Messages of condolences arrived on the chronicler’s phone as if someone in his family had died. The stations called him to ask for his testimony as if a historical event had occurred. And both situations were partially true. The chronicler did not have any family ties with Victoria Prego, but he did have a relationship of respect and professional admiration as long as the political transition. The death of Victoria – “or passage” they will say in the Ourense of her roots – is not that of a historical figure, but of someone who worked on the history of her time to communicate it to current and future generations with care, with narrative passion. of someone who has lived through each of the events of the last half century and with the neutrality required of a journalist who put intensity and length into his task.

For all these reasons, plus the emotional ones that each one can contribute, yesterday was a sad day for the journalistic profession and it should have been for all of Spanish society. The reason for this national mourning? One of the great witnesses has disappeared, one of the great witnesses, of how the transition from dictatorship to democracy was made, of how that democracy was established, of how the new State was built, of how what was called excited us. the period of greatest freedom and prosperity in our turbulent history and, said in Unamuno’s terms, the agony, the struggle of that democracy to survive and to overcome the problems that President Sánchez hinted at with words and silences during the last week.

Victoria Prego carried out this work with all possible communication resources: in books, in newspapers, on the radio, on television and lately in the digital press. In all of them she was, at the same time, chronicler and analyst, if both functions can be separated. As a chronicler, she will remain in the anthologies as a reliable source, whose writings historians will turn to, because everything is in them. As an analyst, I wish to highlight his independence: a political independence that he defended against a multitude of pressures, the distance sought to avoid being contaminated by party interests and, as a result of these qualities, a rigorous autonomy that characterized his style.

A third characteristic completes her personality: the woman who knew how to command; that is, she knew how to inspire and direct. She belonged to that small group that, without putting the word “feminist” in front of it, opened paths for women and managed to preside over the Madrid Press Association when the women’s revolution had not yet been consolidated nor did any government dream of defining itself. as a feminist.

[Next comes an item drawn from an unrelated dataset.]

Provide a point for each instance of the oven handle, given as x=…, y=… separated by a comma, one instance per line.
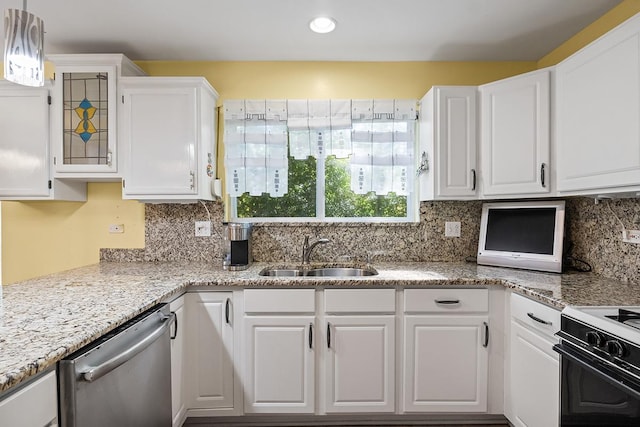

And something else: Victoria Prego has directed and presented a radio program, had management responsibility in at least two newspapers and was a popular face on public and private television, when public and private television told and interpreted what was happening in the country without the obsession of the audience or the benefit derived from the impact. In addition to being a witness and protagonist, we could say that Prego has been, in the good sense of the word, the great influencer of half a century, but without doing nonsense in front of a camera or charging for doing a handstand to add “likes”. In the days when she wrote and spoke, we called figures like this “complete journalists.”

On a personal note, I regret the death of a person who knew how to be exemplary in this profession. And I add his name to the list of witnesses of how democracy was built in Spain. It is the law of life that every day there are – or we remain – less. But the moment in which we lose Victoria suggests a tragedy: it is as if that law of life had become associated with those who want to ignore or disqualify the great pact for freedom and harmony that made possible the first half century of democracy in all of history. . Therefore, next to the classic “Rest in peace”, I would like to put these seven words: “They are not going to get it, dear Prego.”